Gemäss Angaben des Bundesamtes für Statistik betreuten 2015 ca. 35% der ständigen Wohnbevölkerung Kinder oder Erwachsene. Das entspricht 1.9 Millionen Menschen, welche Zeit für Betreuungsarbeit zur Verfügung stellen, die meisten davon sind erwerbstätig. Meistens beginnen die sogenannten «Care»-Arbeiten bei den Eltern, den Nachbarn, Tanten oder Onkeln mit kleinen, normalen Hilfestellung im Alltag wie Einkaufen, Rasen mähen, Unterstützung in der Administration. Doch Schritt um Schritt nehmen die Aufgaben und damit die Belastung zu, gerade umgekehrt wie bei den Kindern. Auch anders ist die Tatsache, dass die älteren Menschen einen Rucksack voller Erfahrungen mit sich tragen, ihr Leben bisher selbständig gestaltet und eigenständige Entscheide getroffen haben. Sich hier einzumischen und immer stärker für die älteren Menschen zu bestimmen, ist nochmals ein hohe Hürde und äusserst anspruchsvoll. Deshalb lohnt es sich, mit den Angehörigen das Gespräch zu suchen und ihnen die Überlegungen mitzuteilen. Je nach Situation kann gemeinsam nach Lösungen gesucht werden. So kommen allenfalls auch die Erwartungen der älteren Angehörigen auf den Tisch. Unausgesprochene Erwartungen von beiden Seiten hemmen oder blockieren gute Lösungsfindungen.

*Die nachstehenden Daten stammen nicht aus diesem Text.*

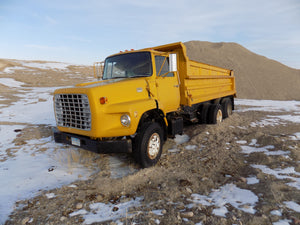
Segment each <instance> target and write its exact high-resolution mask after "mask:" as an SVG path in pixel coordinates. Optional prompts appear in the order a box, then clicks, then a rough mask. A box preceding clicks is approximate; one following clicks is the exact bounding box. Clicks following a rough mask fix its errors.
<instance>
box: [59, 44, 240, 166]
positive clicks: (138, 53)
mask: <svg viewBox="0 0 300 225" xmlns="http://www.w3.org/2000/svg"><path fill="white" fill-rule="evenodd" d="M235 95H236V89H235V78H234V76H233V71H231V70H228V69H223V68H219V67H216V66H212V65H207V64H204V63H199V62H196V61H192V60H190V59H189V58H188V56H187V54H186V48H185V45H184V44H183V43H181V42H178V43H173V44H167V45H162V46H157V47H152V48H147V49H142V50H132V51H126V52H120V53H119V54H115V55H112V56H109V57H107V58H106V60H105V62H104V70H103V74H102V79H100V80H98V81H95V82H90V83H83V84H78V85H76V86H75V87H72V88H62V89H58V90H55V92H54V109H55V116H56V123H57V128H58V129H57V130H56V131H55V132H54V139H55V141H56V142H59V143H65V144H70V145H73V146H78V147H81V148H83V149H86V150H90V151H93V152H97V153H116V152H132V154H133V156H134V158H135V160H136V161H137V162H138V163H139V164H140V165H141V166H142V167H150V166H153V165H155V164H156V163H157V162H158V160H159V159H160V156H161V153H162V147H163V144H164V142H165V141H166V140H167V138H168V137H174V136H175V135H176V134H182V133H183V124H184V122H185V121H191V122H194V123H196V122H199V123H210V124H216V123H220V122H221V121H222V120H223V119H224V118H226V117H228V116H229V115H230V114H231V113H232V110H233V109H234V97H235Z"/></svg>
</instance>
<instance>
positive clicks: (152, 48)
mask: <svg viewBox="0 0 300 225" xmlns="http://www.w3.org/2000/svg"><path fill="white" fill-rule="evenodd" d="M151 49H153V50H156V51H164V52H170V53H171V52H172V53H177V62H178V63H177V64H178V65H177V67H178V73H179V77H180V104H181V105H189V106H191V105H193V104H197V103H201V102H205V101H209V100H213V99H217V98H222V97H226V96H230V95H235V94H236V89H235V78H234V76H233V71H231V70H227V69H223V68H220V67H216V66H212V65H208V64H204V63H200V62H196V61H192V60H190V59H189V57H188V56H187V54H186V47H185V45H184V44H183V43H181V42H177V43H173V44H168V45H162V46H157V47H154V48H151Z"/></svg>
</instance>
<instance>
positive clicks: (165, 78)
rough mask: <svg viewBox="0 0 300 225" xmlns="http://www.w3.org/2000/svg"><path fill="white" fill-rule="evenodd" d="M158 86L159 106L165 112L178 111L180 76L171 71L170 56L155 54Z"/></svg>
mask: <svg viewBox="0 0 300 225" xmlns="http://www.w3.org/2000/svg"><path fill="white" fill-rule="evenodd" d="M155 68H156V87H157V96H158V103H159V108H161V109H162V110H163V111H164V112H165V113H168V112H172V111H176V110H177V109H178V108H179V105H180V91H179V81H178V76H177V74H175V72H170V71H169V57H168V56H167V55H156V56H155Z"/></svg>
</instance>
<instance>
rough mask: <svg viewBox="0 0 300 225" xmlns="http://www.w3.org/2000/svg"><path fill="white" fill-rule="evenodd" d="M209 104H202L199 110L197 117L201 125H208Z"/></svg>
mask: <svg viewBox="0 0 300 225" xmlns="http://www.w3.org/2000/svg"><path fill="white" fill-rule="evenodd" d="M209 106H210V105H209V104H203V105H202V106H201V107H200V109H199V112H200V115H199V122H200V123H201V124H207V123H208V109H209Z"/></svg>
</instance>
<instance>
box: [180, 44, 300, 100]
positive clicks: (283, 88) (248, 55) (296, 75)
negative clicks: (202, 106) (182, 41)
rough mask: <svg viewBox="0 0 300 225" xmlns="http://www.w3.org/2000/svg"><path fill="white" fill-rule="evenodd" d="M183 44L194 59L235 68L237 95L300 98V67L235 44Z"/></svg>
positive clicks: (259, 98)
mask: <svg viewBox="0 0 300 225" xmlns="http://www.w3.org/2000/svg"><path fill="white" fill-rule="evenodd" d="M184 44H185V45H186V48H187V55H188V56H189V58H190V59H191V60H195V61H199V62H203V63H207V64H212V65H216V66H220V67H224V68H228V69H232V70H234V72H235V73H234V74H235V76H236V83H237V85H236V86H237V97H238V98H247V99H270V100H300V88H299V87H300V70H297V69H292V68H290V67H287V66H285V65H283V64H281V63H279V62H277V61H274V60H271V59H268V58H266V57H264V56H261V55H258V54H255V53H253V52H251V51H249V50H248V49H246V48H244V47H243V46H241V45H239V44H236V43H223V42H221V43H211V42H204V41H189V42H185V43H184Z"/></svg>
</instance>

Lohnenswert ist, sich vor einem Gespräch gut vorzubereiten und Informationen einzuholen. Einige Stichworte dazu: eigene Grenzen; Flexibilität am Arbeitsplatz; rechtliche Ansprüche als pflegende Angehörige; Notfallsituationen; Unterstützungsmöglichkeiten durch Dritte; Finanzielle Aspekte; Zukunftsszenarien und Vorsorgemöglichkeiten.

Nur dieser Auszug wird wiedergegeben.